Duncan Nelson 2/15/13
Welcome to the Plastics and Water Don’t Mix blog. As a rule, I’ll be posting about just that, plastics in the oceans, a problem not just for the sea life, but for human life. But every now and then I’ll be writing about my upcoming novel, Float, which falls under that topic. Eventually, maybe everything will fall under it, but in the meantime, just as I was about to launch the blog, I was tagged for “The Next Big Thing” by fellow Benningtonian Susan Barr-Toman, whose book, When Love Was Clean Underwear, has the best title ever. “The Next Big Thing” is a literary chain letter. Susan tagged me when she answered her questions about her current work, after she was tagged by Andrea Jarrell, so now I answer those questions and tag more writers. What fun! I don’t know what happens if anyone breaks the chain. Maybe the e-version of the book gets corrupted.
Now the questions.
What is the working title of your book?
No longer just a working title, Float will be published by Ashland Creek Press in February 2013.

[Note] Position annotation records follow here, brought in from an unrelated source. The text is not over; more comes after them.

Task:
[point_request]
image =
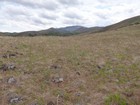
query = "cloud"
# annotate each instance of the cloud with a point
(50, 5)
(25, 15)
(69, 2)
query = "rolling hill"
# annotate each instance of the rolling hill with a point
(124, 23)
(89, 69)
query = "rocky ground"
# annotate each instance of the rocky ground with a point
(94, 69)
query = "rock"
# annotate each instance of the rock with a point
(50, 103)
(78, 73)
(58, 79)
(101, 63)
(54, 66)
(15, 99)
(11, 80)
(34, 103)
(6, 67)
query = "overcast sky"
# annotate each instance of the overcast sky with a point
(25, 15)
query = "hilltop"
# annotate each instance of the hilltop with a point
(87, 69)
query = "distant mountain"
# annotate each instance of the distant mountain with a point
(75, 30)
(124, 23)
(65, 31)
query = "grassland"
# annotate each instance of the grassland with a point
(97, 69)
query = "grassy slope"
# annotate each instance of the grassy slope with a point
(119, 78)
(127, 22)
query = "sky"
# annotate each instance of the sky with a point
(28, 15)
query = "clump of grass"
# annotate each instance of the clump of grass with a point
(115, 99)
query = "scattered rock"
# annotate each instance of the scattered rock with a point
(50, 103)
(11, 80)
(10, 54)
(100, 63)
(34, 103)
(6, 67)
(14, 98)
(78, 73)
(54, 66)
(57, 79)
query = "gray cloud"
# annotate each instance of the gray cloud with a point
(72, 15)
(69, 2)
(49, 5)
(48, 16)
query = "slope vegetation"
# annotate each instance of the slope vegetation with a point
(91, 69)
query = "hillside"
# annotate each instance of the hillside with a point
(124, 23)
(91, 69)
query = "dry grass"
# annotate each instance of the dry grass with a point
(77, 60)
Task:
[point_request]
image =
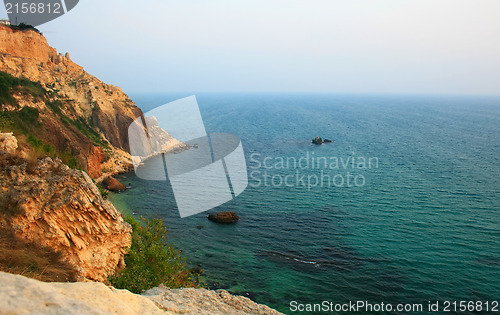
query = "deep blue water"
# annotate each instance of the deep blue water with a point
(425, 224)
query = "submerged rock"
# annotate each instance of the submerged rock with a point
(113, 184)
(317, 140)
(224, 217)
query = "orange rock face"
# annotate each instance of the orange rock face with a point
(83, 104)
(61, 208)
(94, 162)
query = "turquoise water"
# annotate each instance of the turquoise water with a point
(424, 225)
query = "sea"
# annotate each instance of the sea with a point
(402, 207)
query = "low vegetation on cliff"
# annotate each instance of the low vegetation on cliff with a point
(150, 261)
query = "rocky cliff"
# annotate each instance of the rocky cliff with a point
(76, 113)
(49, 204)
(20, 295)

Where did the idea come from for the book?
As with most of my work, the title came to me first, so I played around with the different meanings of the word float. Suddenly I had a character, Duncan Leland, who was sinking in his business and marriage, so I brought him to the water, thinking something float-like might occur there. What’s floating at the beach? Plastic. What washes up everywhere? Plastic. Seagulls are always at the beach too, so I put the plastic and the bird together, slipping a six-pack holder over the poor creatures’ head. Duncan saves the bird by removing the plastic, and I realized that was the book: The impact of plastics in the ocean on the natural world, of which we, and Duncan, are both part of the problem and the solution.

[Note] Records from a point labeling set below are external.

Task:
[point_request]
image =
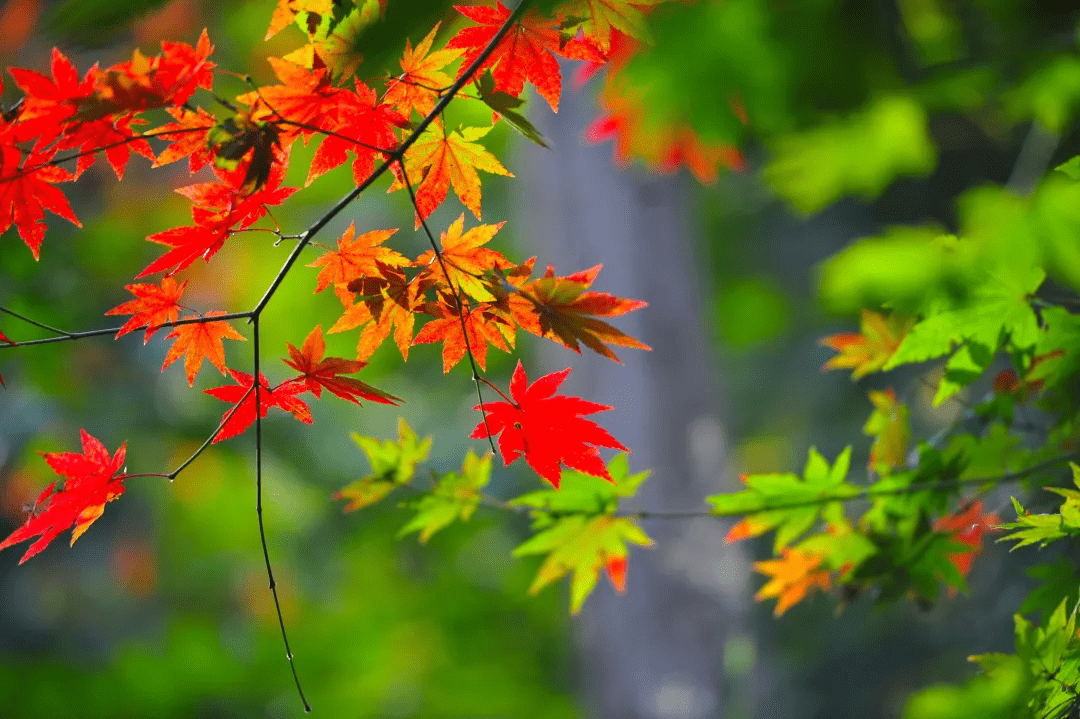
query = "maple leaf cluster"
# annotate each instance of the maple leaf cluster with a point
(461, 293)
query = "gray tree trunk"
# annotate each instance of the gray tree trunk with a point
(660, 650)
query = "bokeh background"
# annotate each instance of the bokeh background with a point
(864, 116)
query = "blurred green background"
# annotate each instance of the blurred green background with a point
(863, 116)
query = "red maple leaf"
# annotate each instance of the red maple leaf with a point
(318, 372)
(189, 243)
(968, 527)
(525, 53)
(242, 417)
(91, 480)
(27, 189)
(51, 103)
(361, 125)
(152, 307)
(198, 341)
(548, 429)
(188, 136)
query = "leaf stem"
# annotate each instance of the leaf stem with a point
(457, 299)
(112, 330)
(258, 510)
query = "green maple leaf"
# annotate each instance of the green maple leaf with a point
(579, 531)
(455, 497)
(393, 463)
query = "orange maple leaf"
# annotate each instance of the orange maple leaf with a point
(91, 480)
(422, 78)
(355, 257)
(448, 160)
(526, 53)
(391, 303)
(318, 372)
(968, 527)
(467, 259)
(868, 350)
(198, 341)
(286, 11)
(561, 309)
(793, 577)
(152, 307)
(484, 327)
(144, 82)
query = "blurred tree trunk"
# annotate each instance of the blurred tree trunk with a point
(659, 651)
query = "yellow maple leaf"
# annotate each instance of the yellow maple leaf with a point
(868, 350)
(440, 160)
(422, 78)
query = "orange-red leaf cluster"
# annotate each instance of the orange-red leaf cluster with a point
(91, 479)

What genre does your book fall under?
Eco-fiction, an emerging sub-genre where ecological consequences help move the plot along.
Which actors would you choose to play your characters in a movie rendition?
Colin Farrell for Duncan; Minnie Driver for his estranged wife, Cora; Meryl Streep for his crazy mom. Phillip Seymour Hoffman for Osbert, the mysterious financier, and Frances MacDormand for Josefa, the seagull rescue character. Will Ferrell for Slocum, the slightly deranged chef.
What is the one-sentence synopsis of your book?
Float is the story of one man’s attempt to save his business (a fish dehydration plant) and his marriage (to a marriage counselor), while attempting to develop a jellyfish alternative to the plastics that are killing the oceans.
How long did it take you to write the first draft of your manuscript?
Two years. I worked on short stories, here and there during that time, but mostly wrestled with Float.
What other books would you compare this story to within your genre?
Skinny Dip, by Carl Hiaason and A Friend of the Earth by T.C. Boyle.
Who or What inspired you to write this book?
The word Float. I wanted to explore the meanings. To float on water or on air. To float a loan or to float a check. Flotsam — debris in the water — is from French flotter, to float, and god knows there’s lots of floating garbage in the book. A float can be a glass ball used to suspend a fishing net and a float can be the flat, wooden part of a dock. In a psychological sense, to float through the day like a jellyfish is to have no direction in life (think Duncan). Floating can be a good thing, as in the ability to float over stress in order to survive.
What else about your book might pique the reader’s interest?
For those readers who suffer under the weight of a crazy mom, know that they are not alone. Duncan’s mom has not left her octagonal house in ten years, even as she controls his brother’s sailing career by the use of an elaborately painted floor, all the while sip, sip, sipping on her mulberry wine.